Но она перебила опять:
– Не притворяйтесь незнайкой, сделайте милость, меня ведь вы не проведете! Вы лучше меня знаете, какого мнения во Всесвятском о нашем «нигилистическом гнезде», как они там говорят… Когда мы поселились здесь, он (она разумела отца) непременно требовал, чтобы мы туда ездили… Я не могу без отвращения вспомнить теперь об этих поездках! Когда мы приезжали, весь дом превращался в окаменелость какую-то.
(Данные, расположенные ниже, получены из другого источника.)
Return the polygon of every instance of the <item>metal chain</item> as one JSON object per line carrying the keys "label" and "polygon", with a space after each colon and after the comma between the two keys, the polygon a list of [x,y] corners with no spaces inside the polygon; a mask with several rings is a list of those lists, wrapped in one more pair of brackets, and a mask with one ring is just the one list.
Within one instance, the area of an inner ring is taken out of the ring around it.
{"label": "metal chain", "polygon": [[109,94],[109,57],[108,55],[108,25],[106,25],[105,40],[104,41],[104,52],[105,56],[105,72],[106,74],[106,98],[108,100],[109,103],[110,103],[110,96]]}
Сама краснела, конфузилась и, если тут находилась дочь ее, спешила под разными глупыми предлогами выслать ее из комнаты… чтоб она одним воздухом не дышала с такими зачумленными, как мы. «Генерал» ваш становился учтив до гадости, – тою грансеньорскою учтивостью учтив, которая в намерении своем равняется пощечине и на которую пощечиной же так и подмывает тебя ответить… С ним, с несчастным нашим, были очень любезны, – но во всех глазах так и читался трепет, как бы он не сделал чего-нибудь неприличного… Ну и дождались! Не доглядела я раз как-то, он и показал себя им во всей прелести… С тех пор мы туда ни ногой, а они, разумеется, и тени не показали желания продолжать с нами знакомство… Так с какого права, – с новым взрывом гнева заключила Настасья Дмитриевна, – осмеливается господин Троекуров предлагать нам милостыню!..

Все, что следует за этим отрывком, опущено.